Willy tried to stay composed, but he was damned
near shittin’ his pants, “Let me get this straight, you ain’t talkin’ stockade?”
“No, I’m not talkin’ prison.”
Peculiar things happen in life that turn a guy
like Willy around. His first tour in Recon gave him a taste of blood… he loved
it… loved it so much that he re-upped… loved it so much that, after he
recovered from shrapnel wounds in Okinawa, a couple Bronze Stars and a Purple
Heart, he went civilian contractor for P.R.U. He took his bullet in Cambodia or
Laos… no one said… no one cared… he was a civilian and the body counts are for
G.I.’s. He never got to go home in one of the silver caskets either… his
newfound honor bought him a hole in the red clay.
Despite that, CWO Patrick Ryan and Harry Baker
were beholden to each other because, in a way, Baker had saved his brother and,
well, these are bonds that aren’t broken very easily. They had also worked
together in another case in which Baker had pulled Ryan out of hot water with
several cross-jurisdictions on the Kraszhinski case. They had history.

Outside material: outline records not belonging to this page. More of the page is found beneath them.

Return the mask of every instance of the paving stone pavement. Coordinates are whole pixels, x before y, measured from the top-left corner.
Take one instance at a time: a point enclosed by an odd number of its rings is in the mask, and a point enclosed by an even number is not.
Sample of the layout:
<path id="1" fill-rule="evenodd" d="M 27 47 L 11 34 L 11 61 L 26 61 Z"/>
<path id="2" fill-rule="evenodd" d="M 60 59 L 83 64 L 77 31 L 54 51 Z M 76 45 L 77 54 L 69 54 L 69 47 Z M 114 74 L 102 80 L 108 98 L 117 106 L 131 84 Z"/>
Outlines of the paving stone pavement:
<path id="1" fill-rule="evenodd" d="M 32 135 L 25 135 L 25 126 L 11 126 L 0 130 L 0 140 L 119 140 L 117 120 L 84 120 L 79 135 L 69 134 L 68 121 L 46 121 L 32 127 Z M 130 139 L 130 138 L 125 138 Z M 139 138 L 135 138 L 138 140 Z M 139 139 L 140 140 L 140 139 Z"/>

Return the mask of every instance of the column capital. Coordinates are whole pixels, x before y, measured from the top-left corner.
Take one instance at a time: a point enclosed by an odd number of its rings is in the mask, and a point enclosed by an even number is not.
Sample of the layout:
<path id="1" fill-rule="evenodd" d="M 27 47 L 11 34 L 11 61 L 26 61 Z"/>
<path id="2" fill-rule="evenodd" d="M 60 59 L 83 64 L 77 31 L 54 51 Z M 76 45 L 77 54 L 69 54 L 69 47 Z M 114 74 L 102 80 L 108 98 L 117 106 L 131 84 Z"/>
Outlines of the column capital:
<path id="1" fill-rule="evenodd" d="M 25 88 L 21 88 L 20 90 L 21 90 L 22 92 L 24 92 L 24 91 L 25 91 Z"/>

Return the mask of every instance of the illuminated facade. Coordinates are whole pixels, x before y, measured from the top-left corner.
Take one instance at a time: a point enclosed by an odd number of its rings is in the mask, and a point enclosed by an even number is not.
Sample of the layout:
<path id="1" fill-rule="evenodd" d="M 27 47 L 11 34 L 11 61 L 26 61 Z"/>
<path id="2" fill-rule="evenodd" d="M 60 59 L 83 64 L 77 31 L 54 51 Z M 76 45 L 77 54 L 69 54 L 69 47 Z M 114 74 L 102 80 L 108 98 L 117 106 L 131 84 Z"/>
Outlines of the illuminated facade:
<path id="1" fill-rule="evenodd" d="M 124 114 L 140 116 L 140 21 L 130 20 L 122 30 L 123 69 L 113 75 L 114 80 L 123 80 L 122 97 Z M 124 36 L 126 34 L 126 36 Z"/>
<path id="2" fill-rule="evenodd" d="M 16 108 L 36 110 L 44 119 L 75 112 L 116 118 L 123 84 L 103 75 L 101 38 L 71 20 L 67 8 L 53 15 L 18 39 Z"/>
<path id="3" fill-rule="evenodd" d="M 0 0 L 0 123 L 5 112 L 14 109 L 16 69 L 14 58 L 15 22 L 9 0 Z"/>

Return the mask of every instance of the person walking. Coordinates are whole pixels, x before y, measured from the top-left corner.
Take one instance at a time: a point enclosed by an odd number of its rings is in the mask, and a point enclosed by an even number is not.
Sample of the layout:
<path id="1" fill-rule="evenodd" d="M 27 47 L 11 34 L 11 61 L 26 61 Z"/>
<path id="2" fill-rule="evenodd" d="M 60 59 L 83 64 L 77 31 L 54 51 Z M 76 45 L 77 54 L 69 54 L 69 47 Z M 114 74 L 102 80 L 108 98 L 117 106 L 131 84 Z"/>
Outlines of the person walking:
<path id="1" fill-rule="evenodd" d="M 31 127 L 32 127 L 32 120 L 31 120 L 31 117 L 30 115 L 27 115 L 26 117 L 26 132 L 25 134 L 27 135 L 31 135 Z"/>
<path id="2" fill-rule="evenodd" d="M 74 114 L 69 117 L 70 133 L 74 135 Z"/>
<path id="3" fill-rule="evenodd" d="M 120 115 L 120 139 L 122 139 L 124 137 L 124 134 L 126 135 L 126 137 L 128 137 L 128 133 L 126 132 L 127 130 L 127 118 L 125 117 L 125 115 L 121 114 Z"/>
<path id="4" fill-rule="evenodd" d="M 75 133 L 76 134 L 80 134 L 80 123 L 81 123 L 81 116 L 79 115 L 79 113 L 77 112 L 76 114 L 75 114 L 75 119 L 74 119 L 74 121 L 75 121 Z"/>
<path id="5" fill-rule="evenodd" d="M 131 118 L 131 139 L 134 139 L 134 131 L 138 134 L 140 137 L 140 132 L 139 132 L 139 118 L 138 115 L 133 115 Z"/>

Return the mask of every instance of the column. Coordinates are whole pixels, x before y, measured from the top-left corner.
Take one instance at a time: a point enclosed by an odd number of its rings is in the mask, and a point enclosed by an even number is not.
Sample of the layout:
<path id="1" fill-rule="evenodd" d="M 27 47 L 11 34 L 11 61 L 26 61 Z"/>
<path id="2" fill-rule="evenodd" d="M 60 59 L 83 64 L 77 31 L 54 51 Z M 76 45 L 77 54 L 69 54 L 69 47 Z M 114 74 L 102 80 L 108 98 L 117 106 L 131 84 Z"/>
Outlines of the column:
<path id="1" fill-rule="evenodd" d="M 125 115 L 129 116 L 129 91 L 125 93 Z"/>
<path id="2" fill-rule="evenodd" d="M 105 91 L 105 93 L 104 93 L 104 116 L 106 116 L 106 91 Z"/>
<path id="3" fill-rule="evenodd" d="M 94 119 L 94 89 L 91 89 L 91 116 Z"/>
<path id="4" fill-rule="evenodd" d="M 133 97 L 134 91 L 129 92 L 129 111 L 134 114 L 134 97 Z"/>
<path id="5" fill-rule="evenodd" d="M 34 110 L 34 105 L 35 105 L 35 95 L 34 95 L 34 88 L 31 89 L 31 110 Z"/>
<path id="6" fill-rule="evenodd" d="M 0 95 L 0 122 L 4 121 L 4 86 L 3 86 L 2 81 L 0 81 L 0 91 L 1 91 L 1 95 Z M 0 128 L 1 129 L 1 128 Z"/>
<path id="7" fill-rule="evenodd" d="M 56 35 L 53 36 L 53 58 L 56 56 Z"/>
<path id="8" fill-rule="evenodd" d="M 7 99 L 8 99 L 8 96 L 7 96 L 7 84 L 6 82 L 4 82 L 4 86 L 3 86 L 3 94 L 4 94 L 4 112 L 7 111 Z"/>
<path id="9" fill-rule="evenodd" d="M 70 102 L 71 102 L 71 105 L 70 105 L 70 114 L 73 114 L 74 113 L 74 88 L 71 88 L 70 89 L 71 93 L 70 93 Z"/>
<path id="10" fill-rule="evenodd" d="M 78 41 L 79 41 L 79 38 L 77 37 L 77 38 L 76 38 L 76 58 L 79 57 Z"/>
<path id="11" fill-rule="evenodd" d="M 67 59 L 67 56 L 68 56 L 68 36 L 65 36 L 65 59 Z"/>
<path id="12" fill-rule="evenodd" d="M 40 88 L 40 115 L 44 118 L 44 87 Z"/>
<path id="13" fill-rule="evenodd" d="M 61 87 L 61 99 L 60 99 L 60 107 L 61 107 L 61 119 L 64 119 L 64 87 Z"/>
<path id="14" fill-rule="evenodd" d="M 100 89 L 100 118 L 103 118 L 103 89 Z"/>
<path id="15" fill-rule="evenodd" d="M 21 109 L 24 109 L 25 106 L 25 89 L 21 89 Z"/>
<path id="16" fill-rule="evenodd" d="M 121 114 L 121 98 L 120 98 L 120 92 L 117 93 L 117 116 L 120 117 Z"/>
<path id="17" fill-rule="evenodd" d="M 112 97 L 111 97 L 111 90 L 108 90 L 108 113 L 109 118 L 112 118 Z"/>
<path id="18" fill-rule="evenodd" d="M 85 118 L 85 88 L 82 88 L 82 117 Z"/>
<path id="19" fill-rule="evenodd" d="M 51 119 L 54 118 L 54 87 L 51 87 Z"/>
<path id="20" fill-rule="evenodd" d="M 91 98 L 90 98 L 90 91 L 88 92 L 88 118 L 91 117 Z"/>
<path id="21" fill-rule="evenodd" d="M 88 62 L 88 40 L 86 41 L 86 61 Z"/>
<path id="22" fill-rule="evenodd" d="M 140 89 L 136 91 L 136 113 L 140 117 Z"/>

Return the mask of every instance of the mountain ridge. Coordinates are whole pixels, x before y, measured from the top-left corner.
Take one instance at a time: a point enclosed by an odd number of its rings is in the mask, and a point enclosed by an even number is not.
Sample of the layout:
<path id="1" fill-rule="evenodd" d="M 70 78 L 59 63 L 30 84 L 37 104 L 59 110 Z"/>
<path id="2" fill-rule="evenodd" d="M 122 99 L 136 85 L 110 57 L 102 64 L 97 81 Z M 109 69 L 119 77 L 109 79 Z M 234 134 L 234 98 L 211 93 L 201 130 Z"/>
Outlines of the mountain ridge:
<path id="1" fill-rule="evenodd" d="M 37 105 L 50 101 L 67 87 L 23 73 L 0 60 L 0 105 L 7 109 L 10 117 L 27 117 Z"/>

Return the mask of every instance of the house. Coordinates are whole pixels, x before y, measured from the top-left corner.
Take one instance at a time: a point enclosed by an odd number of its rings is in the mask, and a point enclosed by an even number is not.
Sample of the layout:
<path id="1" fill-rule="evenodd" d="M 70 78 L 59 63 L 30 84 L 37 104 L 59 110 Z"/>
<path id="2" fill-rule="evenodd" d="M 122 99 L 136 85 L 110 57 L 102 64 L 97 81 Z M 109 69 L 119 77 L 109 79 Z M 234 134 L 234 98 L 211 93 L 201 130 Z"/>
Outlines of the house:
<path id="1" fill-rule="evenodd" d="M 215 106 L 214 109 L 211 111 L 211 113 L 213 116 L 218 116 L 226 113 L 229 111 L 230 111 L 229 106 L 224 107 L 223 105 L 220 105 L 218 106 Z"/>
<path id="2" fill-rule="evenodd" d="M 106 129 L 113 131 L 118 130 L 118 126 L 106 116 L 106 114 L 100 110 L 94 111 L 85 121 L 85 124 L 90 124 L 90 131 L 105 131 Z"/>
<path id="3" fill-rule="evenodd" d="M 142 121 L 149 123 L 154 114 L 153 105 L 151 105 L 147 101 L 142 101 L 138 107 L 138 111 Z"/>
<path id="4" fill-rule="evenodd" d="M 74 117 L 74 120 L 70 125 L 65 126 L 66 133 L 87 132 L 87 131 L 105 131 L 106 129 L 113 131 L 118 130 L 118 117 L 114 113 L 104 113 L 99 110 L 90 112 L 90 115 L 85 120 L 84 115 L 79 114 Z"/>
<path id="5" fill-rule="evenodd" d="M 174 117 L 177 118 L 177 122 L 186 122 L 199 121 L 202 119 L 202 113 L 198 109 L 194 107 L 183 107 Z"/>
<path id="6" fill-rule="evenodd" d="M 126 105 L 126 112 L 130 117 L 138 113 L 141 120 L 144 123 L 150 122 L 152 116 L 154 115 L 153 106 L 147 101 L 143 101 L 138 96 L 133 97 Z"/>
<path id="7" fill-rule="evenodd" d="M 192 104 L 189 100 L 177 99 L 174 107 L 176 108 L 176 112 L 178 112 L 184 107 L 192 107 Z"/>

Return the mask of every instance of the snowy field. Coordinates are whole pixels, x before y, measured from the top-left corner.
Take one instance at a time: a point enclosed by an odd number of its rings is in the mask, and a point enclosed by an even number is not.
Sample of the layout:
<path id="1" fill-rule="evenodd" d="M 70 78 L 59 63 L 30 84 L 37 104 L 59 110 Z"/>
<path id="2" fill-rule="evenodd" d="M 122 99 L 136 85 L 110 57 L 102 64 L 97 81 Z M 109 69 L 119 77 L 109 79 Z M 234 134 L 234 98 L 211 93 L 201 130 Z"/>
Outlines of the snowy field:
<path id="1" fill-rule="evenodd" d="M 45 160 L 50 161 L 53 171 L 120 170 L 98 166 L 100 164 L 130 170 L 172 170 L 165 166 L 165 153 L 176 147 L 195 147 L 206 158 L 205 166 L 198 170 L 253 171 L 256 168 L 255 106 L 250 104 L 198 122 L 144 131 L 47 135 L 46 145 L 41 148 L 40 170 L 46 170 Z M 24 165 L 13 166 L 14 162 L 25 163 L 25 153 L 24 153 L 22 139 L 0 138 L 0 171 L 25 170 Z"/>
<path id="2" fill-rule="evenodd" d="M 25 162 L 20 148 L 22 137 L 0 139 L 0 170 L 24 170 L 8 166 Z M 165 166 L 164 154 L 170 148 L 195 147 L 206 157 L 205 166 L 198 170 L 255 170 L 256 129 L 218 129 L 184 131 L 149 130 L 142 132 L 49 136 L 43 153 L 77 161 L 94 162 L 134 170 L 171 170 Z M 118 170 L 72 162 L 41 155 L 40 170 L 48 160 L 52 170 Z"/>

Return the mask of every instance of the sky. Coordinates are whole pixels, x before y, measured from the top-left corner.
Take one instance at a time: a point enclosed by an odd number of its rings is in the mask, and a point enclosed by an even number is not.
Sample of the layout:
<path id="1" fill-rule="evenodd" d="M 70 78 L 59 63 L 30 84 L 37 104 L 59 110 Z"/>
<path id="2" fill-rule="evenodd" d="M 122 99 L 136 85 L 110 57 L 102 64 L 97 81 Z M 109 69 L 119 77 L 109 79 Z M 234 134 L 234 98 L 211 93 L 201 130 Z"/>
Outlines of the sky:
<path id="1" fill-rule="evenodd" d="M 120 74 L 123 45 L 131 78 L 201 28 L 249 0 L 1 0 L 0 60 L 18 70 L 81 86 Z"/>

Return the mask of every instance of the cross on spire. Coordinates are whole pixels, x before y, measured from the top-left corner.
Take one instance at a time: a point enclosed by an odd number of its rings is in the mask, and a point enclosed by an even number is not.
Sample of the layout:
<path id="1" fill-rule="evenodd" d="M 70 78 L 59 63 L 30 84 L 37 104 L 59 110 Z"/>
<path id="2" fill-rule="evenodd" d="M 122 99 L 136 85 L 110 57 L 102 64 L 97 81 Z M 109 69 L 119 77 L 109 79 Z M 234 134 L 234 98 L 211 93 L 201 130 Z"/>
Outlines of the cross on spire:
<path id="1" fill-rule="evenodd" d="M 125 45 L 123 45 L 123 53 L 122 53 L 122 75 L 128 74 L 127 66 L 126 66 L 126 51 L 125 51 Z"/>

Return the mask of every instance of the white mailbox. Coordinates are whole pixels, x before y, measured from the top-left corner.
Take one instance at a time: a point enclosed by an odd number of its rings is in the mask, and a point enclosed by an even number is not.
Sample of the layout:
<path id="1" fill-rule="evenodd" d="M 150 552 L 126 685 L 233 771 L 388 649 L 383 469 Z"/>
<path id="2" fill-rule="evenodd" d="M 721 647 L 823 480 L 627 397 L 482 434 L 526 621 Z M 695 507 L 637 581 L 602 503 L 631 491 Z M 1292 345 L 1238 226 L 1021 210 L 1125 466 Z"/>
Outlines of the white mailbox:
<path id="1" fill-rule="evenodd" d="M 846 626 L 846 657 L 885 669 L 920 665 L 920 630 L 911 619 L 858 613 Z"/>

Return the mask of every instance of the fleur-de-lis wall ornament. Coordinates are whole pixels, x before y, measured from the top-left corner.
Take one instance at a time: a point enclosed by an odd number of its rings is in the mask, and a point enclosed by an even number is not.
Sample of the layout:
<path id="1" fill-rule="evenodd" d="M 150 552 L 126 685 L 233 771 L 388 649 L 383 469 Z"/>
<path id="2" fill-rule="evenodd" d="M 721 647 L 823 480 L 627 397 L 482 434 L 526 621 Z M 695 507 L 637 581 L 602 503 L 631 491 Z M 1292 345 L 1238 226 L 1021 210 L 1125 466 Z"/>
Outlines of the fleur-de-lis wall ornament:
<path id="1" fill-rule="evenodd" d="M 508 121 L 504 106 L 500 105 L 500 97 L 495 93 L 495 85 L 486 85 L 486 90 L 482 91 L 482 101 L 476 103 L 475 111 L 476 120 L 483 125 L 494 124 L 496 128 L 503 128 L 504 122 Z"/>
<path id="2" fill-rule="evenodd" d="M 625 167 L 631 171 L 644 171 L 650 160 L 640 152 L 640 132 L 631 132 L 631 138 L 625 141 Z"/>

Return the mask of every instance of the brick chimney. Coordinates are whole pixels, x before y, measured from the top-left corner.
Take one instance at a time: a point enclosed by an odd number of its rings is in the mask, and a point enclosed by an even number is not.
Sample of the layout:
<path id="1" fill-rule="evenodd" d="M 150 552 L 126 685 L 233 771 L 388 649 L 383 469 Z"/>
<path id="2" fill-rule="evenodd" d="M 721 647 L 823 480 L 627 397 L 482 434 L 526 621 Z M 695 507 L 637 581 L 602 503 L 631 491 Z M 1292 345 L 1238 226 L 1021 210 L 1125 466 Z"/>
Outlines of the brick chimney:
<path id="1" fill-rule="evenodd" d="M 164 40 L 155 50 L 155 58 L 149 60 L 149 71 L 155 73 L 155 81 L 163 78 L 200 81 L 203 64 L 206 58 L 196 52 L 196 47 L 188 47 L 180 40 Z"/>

It is often things that begin as small favors
returned, and protecting Nick was one of those. It wasn’t as though Ryan had
been corrupted because of an attraction to a sordid vice but, ironically
enough, it was about a debt of honor to him. Honoring an old friend that had
helped him out with his brother. There were limits however, and Nick had
stretched Ryan’s loyalty to breaking point and now that Harry Baker was gone...
well, how long... how long?
“This is how long.” He answered himself. This
was it in Ryan’s mind.... a line had been crossed and it was his duty to let
the bricks fall where they would from this day forward. It was something he
faintly remembered David Kraszhinski saying, “A boy becomes a man when his
father dies.” Maybe it was that. Nick’s father, Harry Baker, in a roundabout
way had been his own father. And now, he too, was free of those bonds.